It doesn’t look like much from the outside, but this rabbit warren of narrow paths takes you into beehive of commercial activity. Beside a stand offering hair brushes is one selling fabric beside another with piles of yams on display. And it goes on and on, around this corner, down that blind passageway.

At first I just walked, scrutinizing those in the booths for the man in the gold robe. But very soon it was clear that that approach would’ve taken forever, and likely without ever finding him. So, as everyone does when faced with a difficult situation, I approached a woman selling wigs.

“Do you know this man?” I asked, showing her the picture.

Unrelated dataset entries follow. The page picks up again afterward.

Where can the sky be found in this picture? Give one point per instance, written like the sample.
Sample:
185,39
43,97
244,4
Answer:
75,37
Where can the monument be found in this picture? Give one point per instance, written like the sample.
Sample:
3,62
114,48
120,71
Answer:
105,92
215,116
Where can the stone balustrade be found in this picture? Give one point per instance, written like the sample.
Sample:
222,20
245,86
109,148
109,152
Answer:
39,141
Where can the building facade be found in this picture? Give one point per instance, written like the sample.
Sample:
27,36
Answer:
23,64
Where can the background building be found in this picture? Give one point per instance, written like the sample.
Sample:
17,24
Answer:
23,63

This instantly attracted a group of her fellow merchants. Inspecting the picture, they gabbled away in Fanti, each pointing off in different direction. I felt a kind of pleasant release at actually interacting with them while not being the center of attention.

“The mosque,” the woman said, pitching them again into excited Fanti.

“Out there?” I asked, confused.

They had now reached agreement and confidently gestured to, I presumed, the mosque I’d passed before reaching the market. So I thanked them, exited and chatted up a couple of sleepy guys in long robes. They pointed me back up the street toward the market.

What followed was half a dozen similar stops, each inciting different recommendation. Finally, at a store called, and I’m not kidding, God Says Phones, the young man I’d approached took a long look at the picture.

“What is your problem with this man?” he asked protectively.

“Oh, no problem,” I assured him. “I just want to give him this picture.”

This seemed to satisfy him. “He is a butcher. In the market.”

So I returned to the market. After another couple of inquiries, a young man led me to the butcher’s shop. And there he was, the man in the gold robe, only now he was holding a goat head in his hands.

You would’ve thought I’d delivered him a pile of diamonds. A greater welcome and a more appreciative recipient I could not have found. The butchers, at least 10 men, all crowded around and, amid the swarm of flies, inspected the pictures and kidded their colleague, who I now knew was called Igual (in red shirt).

I took some pictures of the guys posing with their favorite carcass and then departed with heartfelt thanks. Never have I had such fun in offal house.